I'm guessing you're a young runner with great lower distance times going for his first marathon.  Am I miles out?

04/09/2012 at 09:41

Thank you, that's extremely helpful. Yes, I'm new to the marathon but pretty quick over shorter distances. Which explains the intense training regime but novice questions, as you suspected. 

Thanks again.

04/09/2012 at 11:18

Then a word of advice.  Don't try to 'convert' your first marathon.  I have no idea what your lower distance times are, but guessing your HM is sub-1:20.  Conversion of time upwards to a predicted time for the marathon using calculators such as MacMillan depends on experience at the marathon distance and a history of long aerobic training.  Your present weekly mileage suggests plenty of doubles / triples which would by nature be shorter and more intense, even at 'easy' pace.  To predict a 2:50 for a first marathon I would hope you have a (sub-)1:15 HM.  Your leg strength and speed will actually work against you as you overdo the first 21-32k and you're not long-aerobically trained enough to cope with the last 10k at the same pace.

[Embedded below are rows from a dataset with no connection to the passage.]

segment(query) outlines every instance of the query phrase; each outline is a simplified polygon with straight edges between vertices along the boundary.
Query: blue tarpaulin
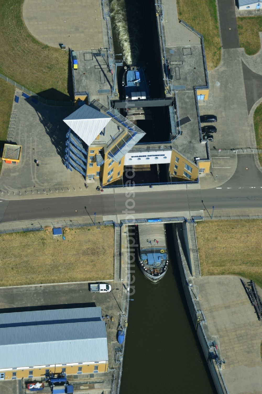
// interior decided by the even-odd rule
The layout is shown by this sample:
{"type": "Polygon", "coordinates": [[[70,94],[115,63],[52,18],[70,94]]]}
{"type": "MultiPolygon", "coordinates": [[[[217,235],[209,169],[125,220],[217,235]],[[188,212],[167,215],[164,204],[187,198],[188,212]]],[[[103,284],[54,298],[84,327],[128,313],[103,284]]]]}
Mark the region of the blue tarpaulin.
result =
{"type": "Polygon", "coordinates": [[[63,234],[60,227],[55,227],[53,229],[53,235],[62,235],[63,234]]]}

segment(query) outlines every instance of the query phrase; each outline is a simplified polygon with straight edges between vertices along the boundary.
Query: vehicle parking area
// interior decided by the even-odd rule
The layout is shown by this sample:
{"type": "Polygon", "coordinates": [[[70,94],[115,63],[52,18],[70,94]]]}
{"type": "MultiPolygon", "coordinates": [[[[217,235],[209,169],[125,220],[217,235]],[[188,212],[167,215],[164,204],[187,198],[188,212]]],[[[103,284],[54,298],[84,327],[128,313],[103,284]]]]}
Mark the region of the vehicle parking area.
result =
{"type": "Polygon", "coordinates": [[[215,126],[217,132],[209,142],[213,151],[252,147],[252,125],[249,123],[246,100],[241,54],[237,49],[224,50],[222,64],[209,72],[210,93],[205,102],[199,102],[200,115],[212,114],[215,123],[202,123],[202,126],[215,126]]]}
{"type": "Polygon", "coordinates": [[[12,112],[16,116],[11,136],[13,143],[22,146],[21,160],[16,165],[3,163],[1,190],[18,195],[19,190],[24,194],[27,189],[30,193],[35,188],[42,194],[46,188],[48,193],[48,188],[83,186],[82,176],[67,170],[63,164],[68,127],[63,119],[74,107],[37,103],[22,97],[22,93],[16,90],[19,100],[13,104],[12,112]]]}

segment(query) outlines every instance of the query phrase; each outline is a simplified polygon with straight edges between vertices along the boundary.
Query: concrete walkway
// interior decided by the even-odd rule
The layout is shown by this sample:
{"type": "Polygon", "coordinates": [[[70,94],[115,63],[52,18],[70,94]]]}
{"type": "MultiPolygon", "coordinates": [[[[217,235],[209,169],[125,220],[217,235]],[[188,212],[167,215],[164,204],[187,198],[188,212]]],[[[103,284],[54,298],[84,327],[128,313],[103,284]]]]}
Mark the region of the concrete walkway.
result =
{"type": "Polygon", "coordinates": [[[194,283],[199,288],[200,307],[209,330],[208,339],[216,340],[220,356],[225,360],[223,374],[229,392],[260,393],[262,323],[239,277],[203,277],[194,279],[194,283]]]}

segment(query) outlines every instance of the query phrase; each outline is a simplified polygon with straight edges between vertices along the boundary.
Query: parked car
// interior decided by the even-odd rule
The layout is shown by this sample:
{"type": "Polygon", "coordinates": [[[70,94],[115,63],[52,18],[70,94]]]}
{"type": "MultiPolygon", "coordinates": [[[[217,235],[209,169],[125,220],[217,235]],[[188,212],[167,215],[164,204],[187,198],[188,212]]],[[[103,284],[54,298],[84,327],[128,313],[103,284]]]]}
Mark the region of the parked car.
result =
{"type": "Polygon", "coordinates": [[[203,136],[203,139],[208,139],[209,141],[213,141],[214,138],[212,134],[204,134],[203,136]]]}
{"type": "Polygon", "coordinates": [[[204,126],[201,127],[202,134],[208,134],[209,133],[216,133],[216,127],[214,126],[204,126]]]}
{"type": "Polygon", "coordinates": [[[107,283],[90,283],[89,290],[92,293],[109,293],[111,286],[107,283]]]}
{"type": "Polygon", "coordinates": [[[217,120],[215,115],[201,115],[200,116],[201,123],[214,123],[217,120]]]}

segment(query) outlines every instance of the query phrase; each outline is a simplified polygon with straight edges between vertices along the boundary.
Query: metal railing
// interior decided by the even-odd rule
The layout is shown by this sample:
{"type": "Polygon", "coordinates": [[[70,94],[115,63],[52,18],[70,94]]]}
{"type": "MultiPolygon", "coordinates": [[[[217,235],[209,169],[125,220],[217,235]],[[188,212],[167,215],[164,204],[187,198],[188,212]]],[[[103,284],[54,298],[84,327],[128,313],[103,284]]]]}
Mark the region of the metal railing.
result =
{"type": "Polygon", "coordinates": [[[188,184],[192,184],[198,183],[199,180],[198,178],[196,180],[192,180],[191,182],[152,182],[151,183],[136,183],[134,184],[129,184],[130,182],[128,182],[128,185],[107,185],[106,186],[103,186],[103,189],[112,188],[134,188],[137,186],[161,186],[163,185],[186,185],[188,184]]]}
{"type": "Polygon", "coordinates": [[[27,89],[24,86],[22,86],[22,85],[18,84],[17,82],[13,81],[10,78],[8,78],[8,77],[5,76],[5,75],[4,75],[3,74],[0,74],[0,78],[1,79],[4,80],[4,81],[8,82],[8,83],[10,84],[11,85],[13,85],[13,86],[15,86],[18,89],[19,89],[29,96],[32,96],[43,104],[46,104],[47,105],[56,105],[59,106],[66,107],[71,107],[74,105],[74,103],[73,101],[60,101],[58,100],[48,100],[47,98],[44,98],[43,97],[41,97],[41,96],[39,96],[36,93],[32,92],[31,90],[29,90],[29,89],[27,89]]]}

I'm just being risk averse.  Plenty of great shorter distance runners have messed up their first marathons.  Plenty have also had great debuts at the distance!  I hope you're in the latter group and you enjoy it.

04/09/2012 at 13:25

Spot on - my HM time lies between 1:15 and 1:20. I'm not trying to "convert" my time though: I'm aiming for c.4:05 per km and am therefore doing my LSRs at around 4:35 to 4:40 per km. In other words, I picked a target and am trying to train accordingly rather than picking a target because McMillan reckons it's do-able.

I am of course aware that anything can happen over a marathon (let alone a debut marathon) so I shan't be too disappointed if I miss my target. That said, I'd be pretty disappointed if I missed 3:10...

Thanks again for the advice. Fingers crossed!